Still grappling with the furore over last week’s notification allowing nine central agencies and Delhi police to “intercept, monitor and decrypt” information transmitted by or stored in any computer, the government swung into action.
It released the draft Information Technology Intermediaries Guidelines (Amendment) Rules 2018 for public consultation by afternoon. Seeking to dispel misgivings, the electronics and IT ministry asserted the government’s commitment to free expression and privacy.
“Government does not regulate content appearing on social network platforms,” it said, adding that these platforms were “required to follow due diligence” under the IT Act and “ensure that their platforms are not used to commit and provoke terrorism, extremism, violence and crime”.
It cited instances of misuse of social media by criminals and people acting against national interests, the circulation of obscene content and hate messages, and the lynchings provoked by fake news circulated through WhatsApp and other platforms.
It also referred to the government’s assurance to Parliament in July about making social media platforms accountable under the law.
Senior lawyer Sajan Poovayya, however, told The Telegraph this was like “shooting the messenger” and alleged an attempt to build an “extra-powerful executive”.
“I don’t think India should go the China or North Korea way and use aberrations to determine the rules,” Poovayya said.

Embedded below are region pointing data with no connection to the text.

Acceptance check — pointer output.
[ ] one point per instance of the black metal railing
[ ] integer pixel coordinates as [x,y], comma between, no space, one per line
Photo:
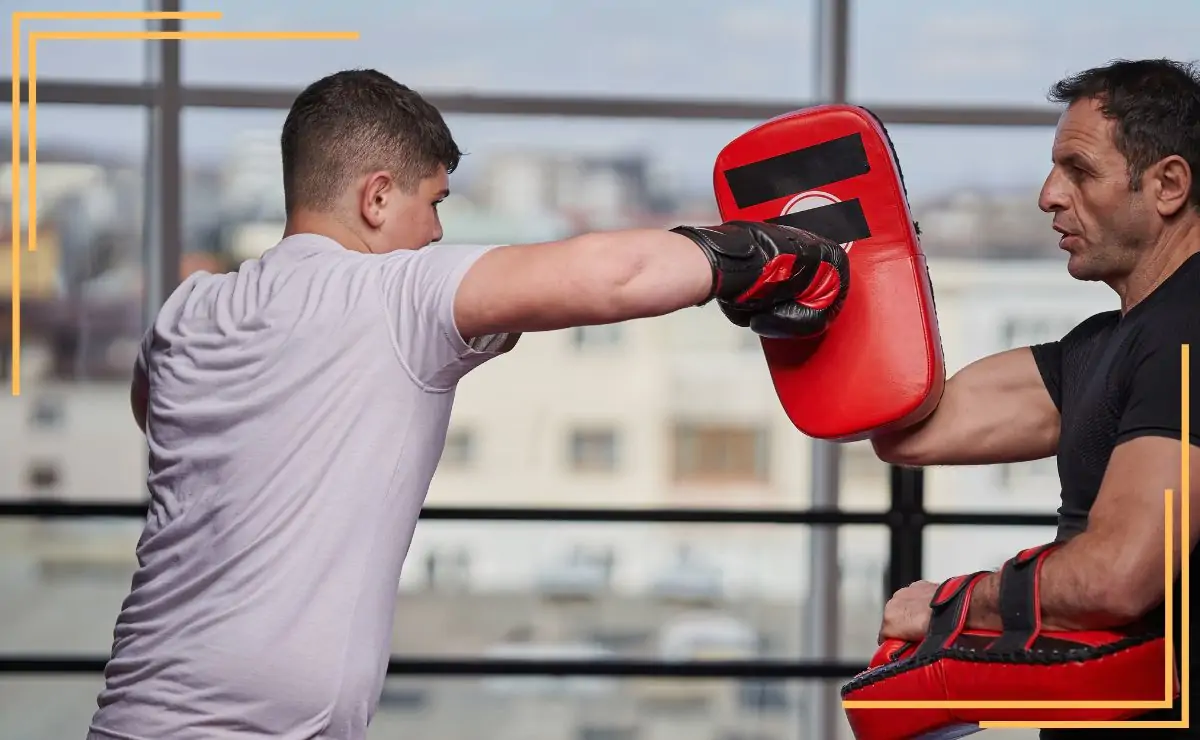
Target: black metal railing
[905,518]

“This is an over-zealous executive trying to dilute the safe harbour available to intermediaries (social media platforms) because of the Dark Web (the part of the World Wide Web that is only accessible through special software). Now you are saying intermediaries will be held responsible for the activities of some because you cannot or do not want to act against them (the abusers). This will be the death knell for the digital economy.”
The Internet Freedom Foundation (IFF), a privacy advocate, put out a ready reckoner on the proposed changes across social media platforms to help people decipher what to many seemed technical mumbo-jumbo.
“The concerns on censorship are not ‘overblown’. These draft changes... rather than checking misinformation will introduce a China model of censorship,” it said, adding that the amendments required “proactive” filtering of content.
While the government claimed it was consulting intermediaries such as Facebook, Twitter, WhatsApp and Google, the privacy advocate asked why there had been no public consultations.
“What about people who use these products? What about involving experts? What about smaller apps which use encryption?” the IFF asked, underlining the government’s refusal to disclose public comments and details about who was drafting the data protection law even through RTI.
Others cited how the term “unlawful’’ had been left undefined, making it open to misuse.WhatsApp has repeatedly told the government and declared in court that it cannot trace the origin of messages because the platform functions on the concept of end-to-end encryption.
Earlier this month, the Supreme Court had allowed the government to evolve a standard operating procedure to deal with the publication and proliferation of sexually abusive online content like child pornography and rape and gang-rape videos.